Russia’s invasion of Ukraine has now reached its 100th day. Here are some key dates from the invasion:


24 February: Russia begins its war on Ukraine 


30 March: Russia shifts its focus from Kyiv to assaulting eastern Ukraine 


13 April: Joe Biden accuses Russia of carrying out genocide on the Ukrainian people


18 May: Sweden and Finland apply to join Nato


Late May: Russia directs its offensive to the Donbas region 


26 May: The UN says that over 14 million people were forced to flee their homes


31 May: EU agrees to deal on banning imports of Russian oil by the end of 2022 


 


In a video marking the 100th day of the war, Ukrainian President Zelensky said, “Victory will be ours. The glory of Ukraine! ‘.  Ukrainian media coverage echoes this sentiment by covering recent events under the slogan ‘100 Days of Fortune.’  Russian TV did not say how long it had been since the attack began – before the war, commentators suggested that it would take Russia a few days to take control of Ukraine.


 


Eastern Ukraine remains the primary focus of the Russian conflict, with Russian troops managing to secure about 20 percent of the country.  The breakthrough came at a “significant resource cost”, according to an intelligence update from the UK Ministry of Defence.  In addition, a recent report by the General Staff of the Ukrainian Armed Forces claimed that troops had been able to repel five attacks in Donetsk and Luhansk.


 


According to the International Committee of the Red Cross, Ukraine’s devastation “defies comprehension.” Since the start of the war, about 15,000 suspected war crimes have been reported in Ukraine, the chief prosecutor said.  The crimes include the forcible transfer of adults and children to Russia, torture, the killing of civilians, rape, and destruction of civilian infrastructure.  The suspects are among the military, top military, and politicians.


 


Sgt Vadim Shishimarin, who served as a tank commander in the Kantemirovskaya division, became the first Russian Soldier to be put on trial in Ukraine. A legal precedent was set when he was sentenced to life for killing a civilian last week. Shishimarin admitted to shooting Oleksandr Shelipov but said he had been acting on orders. During the sentencing, the judge stated Shishimarin had committed a crime against peace…and the international legal order’. Despite the evidence, Moscow has denied its soldiers have targeted civilians.

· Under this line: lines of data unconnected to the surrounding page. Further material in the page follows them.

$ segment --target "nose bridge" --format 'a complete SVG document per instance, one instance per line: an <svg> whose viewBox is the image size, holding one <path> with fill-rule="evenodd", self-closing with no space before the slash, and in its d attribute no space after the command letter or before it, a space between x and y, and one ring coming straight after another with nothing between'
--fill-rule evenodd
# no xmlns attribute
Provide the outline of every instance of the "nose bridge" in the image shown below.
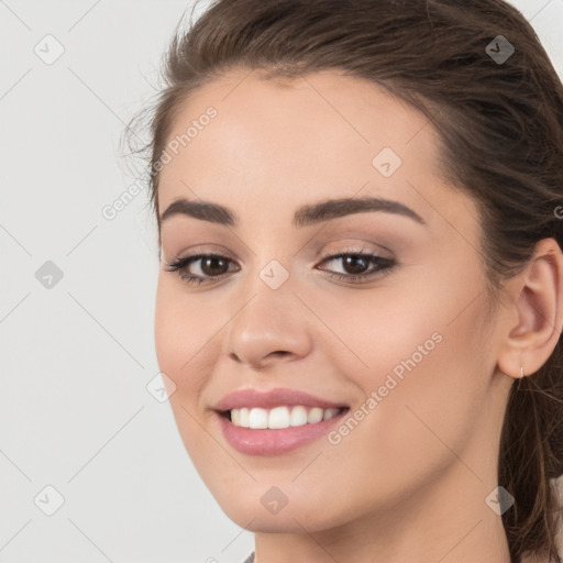
<svg viewBox="0 0 563 563"><path fill-rule="evenodd" d="M251 278L252 276L252 278ZM311 335L295 284L288 268L271 260L256 268L240 288L229 335L227 354L242 363L260 366L272 353L279 356L302 356L308 353ZM273 356L269 356L273 357Z"/></svg>

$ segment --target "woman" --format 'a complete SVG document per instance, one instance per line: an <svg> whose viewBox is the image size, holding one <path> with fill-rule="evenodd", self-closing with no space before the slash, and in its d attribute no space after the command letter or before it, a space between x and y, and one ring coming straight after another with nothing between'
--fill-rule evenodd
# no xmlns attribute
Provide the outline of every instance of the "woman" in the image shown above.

The Kremlin is setting up courts and laws to try Ukrainian prisoners as war criminals in response.


 


The war, as well as its devastating effects on Ukraine, has profoundly changed Russia.  According to Steve Rosenberg, the BBC Russia’s editor, independent news outlets have either been blocked or shut down.  Western shops and cafes have disappeared after hundreds of international companies fled the country in protest.  Propaganda is commonplace, as state TV viewers are told that conflict is necessary and not war.